Data Engineering with AWS Chapter 6 Part 1: Ingesting Batch Data

This is post 9 in my Data Engineering with AWS retelling series.

You have your whiteboard architecture from Chapter 5. You know who your data consumers are and what they need. Now it is time to actually move data. Chapter 6 covers data ingestion – getting data from wherever it lives into your AWS data lake. This first part focuses on batch ingestion from databases and files. Part 2 covers streaming.

The Five Vs of Data

Before you pick an ingestion tool, you need to understand your data. Eagar frames this around the five Vs:

  • Variety – what format is the data in? Structured tables, semi-structured JSON, unstructured images?
  • Volume – how big is the dataset? Megabytes, terabytes, petabytes?
  • Velocity – how fast is the data generated? Once a day or thousands of records per second?
  • Veracity – how trustworthy is the data? Are there gaps, errors, missing fields?
  • Value – does this data actually help the business? If not, do not bother ingesting it.

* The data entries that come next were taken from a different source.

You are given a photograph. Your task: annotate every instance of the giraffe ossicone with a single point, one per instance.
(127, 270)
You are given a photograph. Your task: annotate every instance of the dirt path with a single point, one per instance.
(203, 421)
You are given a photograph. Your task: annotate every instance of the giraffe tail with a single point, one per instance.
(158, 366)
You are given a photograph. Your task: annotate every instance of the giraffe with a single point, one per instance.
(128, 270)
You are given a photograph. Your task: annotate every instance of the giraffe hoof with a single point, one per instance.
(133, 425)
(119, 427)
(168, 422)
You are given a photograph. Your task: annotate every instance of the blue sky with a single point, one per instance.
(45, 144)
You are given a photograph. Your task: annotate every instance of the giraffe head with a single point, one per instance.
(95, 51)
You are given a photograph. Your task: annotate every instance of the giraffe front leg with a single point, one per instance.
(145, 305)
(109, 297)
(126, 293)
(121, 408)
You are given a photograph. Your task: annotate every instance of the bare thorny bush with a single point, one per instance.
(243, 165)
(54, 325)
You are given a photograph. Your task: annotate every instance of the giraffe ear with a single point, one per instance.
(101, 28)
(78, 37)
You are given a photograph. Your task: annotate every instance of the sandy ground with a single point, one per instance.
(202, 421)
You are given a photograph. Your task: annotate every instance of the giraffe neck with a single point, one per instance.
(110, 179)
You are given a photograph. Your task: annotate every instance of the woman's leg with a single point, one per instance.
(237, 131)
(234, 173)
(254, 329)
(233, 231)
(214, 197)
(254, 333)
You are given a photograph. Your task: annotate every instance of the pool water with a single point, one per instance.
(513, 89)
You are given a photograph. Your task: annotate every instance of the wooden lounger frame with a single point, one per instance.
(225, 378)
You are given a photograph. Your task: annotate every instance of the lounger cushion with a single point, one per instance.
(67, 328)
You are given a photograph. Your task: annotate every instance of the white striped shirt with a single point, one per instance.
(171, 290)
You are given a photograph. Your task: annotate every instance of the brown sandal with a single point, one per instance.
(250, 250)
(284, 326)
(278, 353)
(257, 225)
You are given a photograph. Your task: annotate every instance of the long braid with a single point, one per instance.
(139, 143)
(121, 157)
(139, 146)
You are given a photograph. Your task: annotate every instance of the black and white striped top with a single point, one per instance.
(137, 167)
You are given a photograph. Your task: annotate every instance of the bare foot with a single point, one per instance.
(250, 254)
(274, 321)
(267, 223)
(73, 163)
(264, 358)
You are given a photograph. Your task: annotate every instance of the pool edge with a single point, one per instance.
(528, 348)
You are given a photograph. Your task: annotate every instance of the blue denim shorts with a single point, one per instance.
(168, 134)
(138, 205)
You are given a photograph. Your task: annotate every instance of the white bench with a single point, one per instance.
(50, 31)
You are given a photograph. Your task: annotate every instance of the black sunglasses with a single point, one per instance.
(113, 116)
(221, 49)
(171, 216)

The last one is easy to forget. You could build a beautiful pipeline that moves terabytes every night, but if nobody uses the output, you wasted time and money. Always start with value.

Know Your Data Types

The chapter breaks data variety into three categories. Structured data lives in rows and columns with a fixed schema – databases, CSV files, spreadsheets. Semi-structured data uses formats like JSON and XML where records can have different fields (jeans might have fit_type and size while batteries do not). Unstructured data covers everything else: PDFs, images, videos, audio. You cannot query a photo with SQL, but services like Amazon Rekognition and Amazon Comprehend can extract structured metadata from unstructured sources.

For each data source, sit down with the data owner. Ask about format, historical volume, growth rate, update frequency, and business value. These answers drive every tool and infrastructure decision.

Ingesting from Relational Databases

Most organizations have data locked up in relational databases. MySQL, PostgreSQL, SQL Server, Oracle – the usual suspects. The goal is to get that data into an S3-based data lake where it can be combined with other sources and analyzed at scale.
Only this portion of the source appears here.